2018 National Ryan White Conference Highlights Data and Innovation to End the HIV Epidemic

Approximately 4,000 HIV healthcare providers, HRSA’s Ryan White HIV/AIDS Program recipients and subrecipients, partners, people living with HIV (PLWH), other stakeholders, and members of the general public gathered for the 2018 National Ryan White Conference on HIV Care & Treatment. The biennial event, hosted by the Health Resources and Services Administration’s (HRSA) HIV/AIDS Bureau (HAB), was held December 9–14, 2018, at the National Harbor in Oxon Hill, Maryland. The National Ryan White Conference’s theme was “Catalyzing Success: Advancing Innovation. Leveraging Data. Ending the HIV Epidemic.”

The National Ryan White Conference’s primary goals were to learn and share best-practice models and strategies that reduce new HIV infections; expand access to high-quality, life-extending HIV care and treatment without stigma or discrimination; reduce HIV-related health disparities; and improve HIV treatment outcomes. The National Conference consisted of six session tracks, four plenaries, 240 presentations, and nearly 200 poster sessions. Many of the presentations demonstrated how recipients of HRSA’s RWHAP are working within their communities to catalyze innovative strategies and models of care to improve and integrate engagement, services, and treatment for PLWH across the HIV care continuum. The continued implementation of these effective models and strategies supports the goal of HRSA’s RWHAP to end the HIV epidemic.
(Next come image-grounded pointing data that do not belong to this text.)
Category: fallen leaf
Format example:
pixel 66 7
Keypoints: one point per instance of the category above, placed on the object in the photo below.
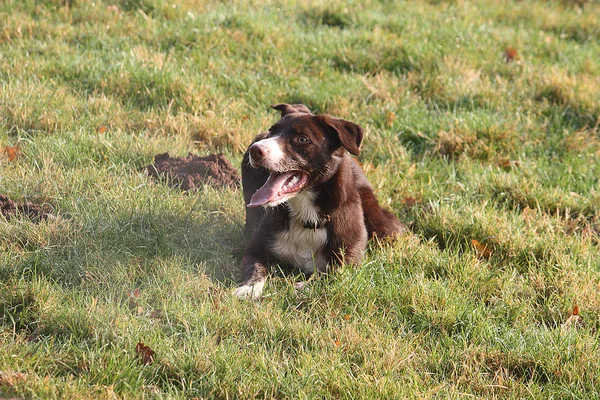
pixel 409 202
pixel 482 249
pixel 508 164
pixel 575 320
pixel 510 54
pixel 300 285
pixel 133 298
pixel 101 129
pixel 12 152
pixel 390 118
pixel 146 352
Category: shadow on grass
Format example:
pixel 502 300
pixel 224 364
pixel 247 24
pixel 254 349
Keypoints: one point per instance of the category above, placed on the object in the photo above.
pixel 106 246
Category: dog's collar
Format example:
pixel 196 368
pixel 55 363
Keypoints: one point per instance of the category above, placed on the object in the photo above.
pixel 318 224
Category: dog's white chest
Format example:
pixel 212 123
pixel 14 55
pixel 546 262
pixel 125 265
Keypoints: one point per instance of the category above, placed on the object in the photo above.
pixel 298 245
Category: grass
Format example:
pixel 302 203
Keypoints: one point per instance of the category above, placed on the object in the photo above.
pixel 462 144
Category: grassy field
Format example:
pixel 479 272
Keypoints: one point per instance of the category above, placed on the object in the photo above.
pixel 482 134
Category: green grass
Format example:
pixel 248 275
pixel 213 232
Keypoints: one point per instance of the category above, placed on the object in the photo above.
pixel 461 144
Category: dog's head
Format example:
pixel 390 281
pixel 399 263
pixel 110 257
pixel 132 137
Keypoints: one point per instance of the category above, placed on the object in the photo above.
pixel 300 151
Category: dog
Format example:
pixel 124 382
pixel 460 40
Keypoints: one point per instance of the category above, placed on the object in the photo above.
pixel 308 202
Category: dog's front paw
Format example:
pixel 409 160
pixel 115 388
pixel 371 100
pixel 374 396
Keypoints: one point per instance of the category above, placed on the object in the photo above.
pixel 250 290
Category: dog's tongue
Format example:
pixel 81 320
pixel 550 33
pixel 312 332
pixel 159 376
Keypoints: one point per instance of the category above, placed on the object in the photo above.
pixel 271 190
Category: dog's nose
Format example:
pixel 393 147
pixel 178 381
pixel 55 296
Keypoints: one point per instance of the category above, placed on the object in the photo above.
pixel 257 152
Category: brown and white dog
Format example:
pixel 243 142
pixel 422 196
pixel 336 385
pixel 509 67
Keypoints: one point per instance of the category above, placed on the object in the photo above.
pixel 309 203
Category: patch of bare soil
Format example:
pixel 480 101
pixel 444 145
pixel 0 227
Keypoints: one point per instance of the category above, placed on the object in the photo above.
pixel 192 172
pixel 10 209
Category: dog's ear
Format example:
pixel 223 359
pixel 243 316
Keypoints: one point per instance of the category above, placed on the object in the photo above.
pixel 349 133
pixel 291 109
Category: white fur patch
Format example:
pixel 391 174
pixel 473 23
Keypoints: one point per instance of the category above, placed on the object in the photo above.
pixel 273 151
pixel 298 245
pixel 250 291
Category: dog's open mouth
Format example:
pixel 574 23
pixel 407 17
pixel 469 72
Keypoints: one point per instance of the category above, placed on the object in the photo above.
pixel 279 187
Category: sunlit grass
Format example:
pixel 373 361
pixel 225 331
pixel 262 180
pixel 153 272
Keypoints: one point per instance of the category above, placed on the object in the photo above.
pixel 492 163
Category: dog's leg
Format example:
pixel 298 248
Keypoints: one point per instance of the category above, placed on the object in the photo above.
pixel 254 269
pixel 255 275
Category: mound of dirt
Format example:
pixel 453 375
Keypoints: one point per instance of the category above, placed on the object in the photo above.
pixel 9 209
pixel 192 172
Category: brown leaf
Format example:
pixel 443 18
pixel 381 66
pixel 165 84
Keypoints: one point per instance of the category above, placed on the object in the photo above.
pixel 575 320
pixel 483 250
pixel 12 152
pixel 101 129
pixel 409 202
pixel 510 54
pixel 508 164
pixel 390 118
pixel 146 352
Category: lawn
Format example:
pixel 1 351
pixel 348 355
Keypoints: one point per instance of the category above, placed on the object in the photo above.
pixel 482 135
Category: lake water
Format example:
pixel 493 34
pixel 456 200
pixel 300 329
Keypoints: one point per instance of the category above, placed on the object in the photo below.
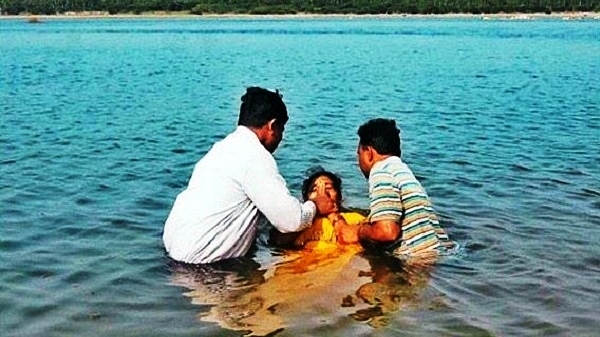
pixel 103 120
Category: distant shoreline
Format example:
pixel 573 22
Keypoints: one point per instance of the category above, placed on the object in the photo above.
pixel 185 15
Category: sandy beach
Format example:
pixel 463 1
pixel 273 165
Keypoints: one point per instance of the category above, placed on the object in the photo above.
pixel 186 15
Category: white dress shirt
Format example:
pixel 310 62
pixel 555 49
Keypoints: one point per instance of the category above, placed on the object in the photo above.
pixel 215 217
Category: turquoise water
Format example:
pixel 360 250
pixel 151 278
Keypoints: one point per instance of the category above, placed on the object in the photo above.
pixel 103 120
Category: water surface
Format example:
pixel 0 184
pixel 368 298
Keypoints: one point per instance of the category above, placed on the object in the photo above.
pixel 102 122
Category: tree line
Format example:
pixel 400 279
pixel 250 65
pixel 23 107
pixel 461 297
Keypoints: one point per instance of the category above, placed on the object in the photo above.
pixel 199 7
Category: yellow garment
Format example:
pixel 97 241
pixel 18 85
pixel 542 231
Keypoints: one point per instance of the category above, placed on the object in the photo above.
pixel 322 234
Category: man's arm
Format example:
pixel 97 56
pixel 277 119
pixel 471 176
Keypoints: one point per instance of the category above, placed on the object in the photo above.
pixel 386 212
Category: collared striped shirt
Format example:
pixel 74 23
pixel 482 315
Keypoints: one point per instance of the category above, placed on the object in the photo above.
pixel 398 196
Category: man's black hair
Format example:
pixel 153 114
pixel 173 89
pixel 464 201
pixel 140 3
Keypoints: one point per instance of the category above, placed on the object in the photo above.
pixel 382 134
pixel 259 106
pixel 314 174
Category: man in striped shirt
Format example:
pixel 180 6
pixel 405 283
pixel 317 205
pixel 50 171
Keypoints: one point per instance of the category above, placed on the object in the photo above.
pixel 402 221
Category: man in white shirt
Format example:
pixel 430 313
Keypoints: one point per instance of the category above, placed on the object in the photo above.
pixel 215 217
U.S. Department of Health and Human Services Secretary Alex Azar and HRSA Administrator Dr. George Sigounas delivered powerful messages about the success of the Ryan White HIV/AIDS Program. HHS Secretary Azar shared that the “frontlines of the fight against HIV” are where Ryan White HIV/AIDS Program recipients work every day, and he thanked attendees for their dedication to this challenge. Dr. Sigounas noted that RWHAP recipients “are the local, state, and national leaders translating the latest science into practice, providing direct patient services, and using data to drive services and deliver HIV care.” He concluded by observing that there are a significant number of people “who are out of care and undiagnosed who need our care and support.” Dr. Anthony Fauci, Director, National Institute of Allergy and Infectious Diseases, ended the plenary session on the National Conference’s opening day by emphasizing the advances that have been made in HIV care and that the results within the RWHAP are unprecedented.

As the 2018 National Conference continued, other plenary sessions highlighted how Ryan White HIV/AIDS Program recipients leverage data and innovative tools to improve models of care and address populations who face disparities, including individuals with undiagnosed HIV and those not receiving HIV care and treatment.
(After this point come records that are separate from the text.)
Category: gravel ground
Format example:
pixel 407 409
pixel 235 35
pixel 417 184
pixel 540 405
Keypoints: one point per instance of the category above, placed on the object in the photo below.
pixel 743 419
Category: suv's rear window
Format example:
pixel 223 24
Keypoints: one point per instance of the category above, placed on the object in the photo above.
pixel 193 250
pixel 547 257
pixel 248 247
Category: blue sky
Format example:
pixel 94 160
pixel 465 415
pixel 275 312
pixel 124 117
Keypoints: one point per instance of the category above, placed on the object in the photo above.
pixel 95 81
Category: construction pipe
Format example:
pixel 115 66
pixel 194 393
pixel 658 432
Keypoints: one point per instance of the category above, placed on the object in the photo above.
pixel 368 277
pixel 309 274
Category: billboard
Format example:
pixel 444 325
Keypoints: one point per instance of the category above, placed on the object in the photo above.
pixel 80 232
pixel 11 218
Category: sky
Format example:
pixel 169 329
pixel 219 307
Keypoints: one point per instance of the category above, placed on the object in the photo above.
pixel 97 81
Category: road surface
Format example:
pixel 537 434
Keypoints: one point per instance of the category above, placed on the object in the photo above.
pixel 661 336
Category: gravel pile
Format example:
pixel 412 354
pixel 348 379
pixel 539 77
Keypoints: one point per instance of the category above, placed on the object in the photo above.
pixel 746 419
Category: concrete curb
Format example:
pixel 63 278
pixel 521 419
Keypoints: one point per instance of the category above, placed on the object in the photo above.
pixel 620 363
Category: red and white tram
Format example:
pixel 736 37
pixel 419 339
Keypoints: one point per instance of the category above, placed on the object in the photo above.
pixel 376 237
During the biennial event, the Annual Client-Level Data Report: Ryan White HIV/AIDS Program Services Report, 2017 was released. The report features Ryan White HIV/AIDS Program Services Report (RSR) data about all clients served by the RWHAP during calendar years 2013 through 2017. The publication provides an in-depth look at demographic and socioeconomic characteristics of RWHAP populations served, including age, race, ethnicity, transmission risk category, federal poverty level, health care coverage, and housing status.

To kick off the opening plenary, Dr. Laura Cheever, Associate Administrator for HRSA HAB, provided a “first look” at the latest data, including continued improvement in viral suppression among RWHAP clients. In 2017, 85.9 percent of RWHAP clients who received medical care for HIV were virally suppressed, up from 69.5 percent in 2010. Dr. Cheever also highlighted that—

  • The demographics of RWHAP are changing. People are living with HIV longer, and those who comprise a greater proportion of those receiving RWHAP services are aged 45 years and older—around 60 percent—or a 10 percent increase from 2010.
  • Disparity gaps have been reduced markedly with across-the-board improvements in viral suppression across states, racial/ethnic populations, gender, and age groups.
  • Despite progress, disparities persist, particularly in southern states.